Do real users notice? 
Algorithmic audits can feel abstract, so we wanted to know whether actual TikTok users perceived what our bots detected. We surveyed 1,008 U.S.-based TikTok users and found a clear pattern: Republican respondents were significantly more likely to report seeing co-partisan, positive, and pro-Trump content on their feeds, while Democrats did not report equivalent experiences with their own side's content. The alignment between our experimental findings and users' lived experiences gave us confidence that what we measured in the lab was not just a technical artifact. 


What we still don't know 
We want to be upfront about what our study cannot tell you. We can document that TikTok's recommendations produce asymmetric partisan exposure, but we cannot definitively say whether this stems from intentional algorithmic design, emergent properties of the recommendation system responding to the broader content ecosystem, or some combination of both. Our bots capture only the earliest stage of a user's life on the platform—how these patterns evolve over months or years of real engagement remains an open question. 

We also relied on video transcripts for classification, which means we missed political messaging conveyed through visuals, audio tone, or non-English languages. And after November 11, TikTok ramped up its bot-detection efforts, cutting off our ability to study the post-election period.


Why it matters 
TikTok has become a primary news source for young Americans—a demographic that shifted ten percentage points toward Trump between 2020 and 2024. When a platform's recommendation engine systematically shapes what hundreds of millions of users see, even modest asymmetries in content exposure can have outsized consequences for democratic discourse. 

Our findings don't tell us that TikTok deliberately put its thumb on the scale. But they do tell us that the scale wasn't balanced—and that platforms wielding this kind of influence over political information deserve far more transparency and scrutiny than they currently receive. 
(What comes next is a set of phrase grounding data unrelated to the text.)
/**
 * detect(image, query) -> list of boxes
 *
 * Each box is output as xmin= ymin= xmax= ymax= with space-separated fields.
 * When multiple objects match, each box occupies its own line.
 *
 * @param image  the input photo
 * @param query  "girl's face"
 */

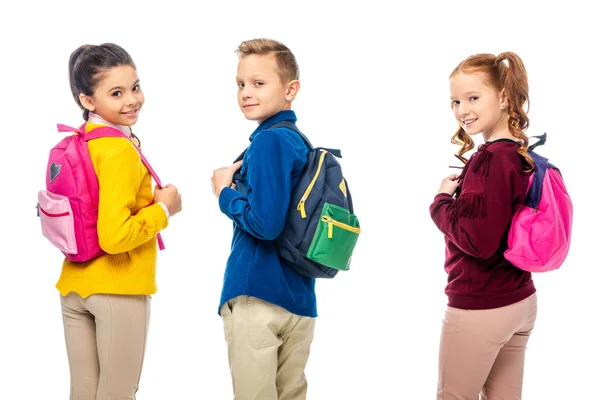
xmin=80 ymin=64 xmax=144 ymax=126
xmin=450 ymin=71 xmax=508 ymax=141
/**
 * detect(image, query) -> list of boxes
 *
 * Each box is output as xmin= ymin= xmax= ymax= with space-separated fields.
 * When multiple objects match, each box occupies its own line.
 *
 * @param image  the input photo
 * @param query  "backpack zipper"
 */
xmin=321 ymin=216 xmax=361 ymax=238
xmin=297 ymin=150 xmax=328 ymax=218
xmin=39 ymin=206 xmax=69 ymax=218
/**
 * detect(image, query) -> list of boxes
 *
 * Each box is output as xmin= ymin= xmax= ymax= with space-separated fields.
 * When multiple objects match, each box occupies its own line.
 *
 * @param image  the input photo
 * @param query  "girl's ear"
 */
xmin=499 ymin=88 xmax=508 ymax=108
xmin=79 ymin=93 xmax=96 ymax=112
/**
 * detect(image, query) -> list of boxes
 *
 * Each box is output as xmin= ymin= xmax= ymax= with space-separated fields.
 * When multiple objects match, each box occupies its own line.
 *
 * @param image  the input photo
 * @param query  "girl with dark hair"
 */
xmin=57 ymin=43 xmax=182 ymax=399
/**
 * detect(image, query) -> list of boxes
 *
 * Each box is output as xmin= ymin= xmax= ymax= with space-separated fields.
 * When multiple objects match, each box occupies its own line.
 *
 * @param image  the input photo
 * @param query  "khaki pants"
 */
xmin=221 ymin=296 xmax=316 ymax=400
xmin=60 ymin=292 xmax=151 ymax=400
xmin=437 ymin=293 xmax=538 ymax=400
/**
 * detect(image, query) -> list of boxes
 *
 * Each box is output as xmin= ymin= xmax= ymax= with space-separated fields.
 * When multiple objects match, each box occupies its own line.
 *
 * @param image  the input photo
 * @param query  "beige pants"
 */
xmin=60 ymin=292 xmax=151 ymax=400
xmin=437 ymin=293 xmax=538 ymax=400
xmin=221 ymin=296 xmax=316 ymax=400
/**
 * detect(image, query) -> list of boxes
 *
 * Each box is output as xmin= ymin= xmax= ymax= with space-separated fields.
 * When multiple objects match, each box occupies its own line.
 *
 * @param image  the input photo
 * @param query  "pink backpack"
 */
xmin=37 ymin=123 xmax=165 ymax=263
xmin=505 ymin=133 xmax=573 ymax=272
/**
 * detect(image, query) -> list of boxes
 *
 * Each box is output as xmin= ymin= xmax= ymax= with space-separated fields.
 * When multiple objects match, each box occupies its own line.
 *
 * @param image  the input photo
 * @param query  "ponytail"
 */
xmin=68 ymin=45 xmax=92 ymax=120
xmin=496 ymin=52 xmax=534 ymax=171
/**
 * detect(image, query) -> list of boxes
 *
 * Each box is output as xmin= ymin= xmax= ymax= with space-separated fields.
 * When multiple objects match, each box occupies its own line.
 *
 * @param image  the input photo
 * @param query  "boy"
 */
xmin=211 ymin=39 xmax=316 ymax=400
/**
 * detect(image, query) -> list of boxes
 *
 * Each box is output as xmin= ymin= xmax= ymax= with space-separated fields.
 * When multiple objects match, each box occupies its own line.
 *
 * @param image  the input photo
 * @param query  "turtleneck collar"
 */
xmin=88 ymin=112 xmax=132 ymax=137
More than anything, this project—like the YouTube study before it—reinforced something we've come to believe deeply: the questions that matter most at the intersection of technology and democracy don't belong to any single discipline. They require people who build systems and people who study politics to sit in the same room, challenge each other's assumptions, and be willing to learn things they didn't know they didn't know. That remains the most rewarding part of this work, and it's what keeps us coming back for more.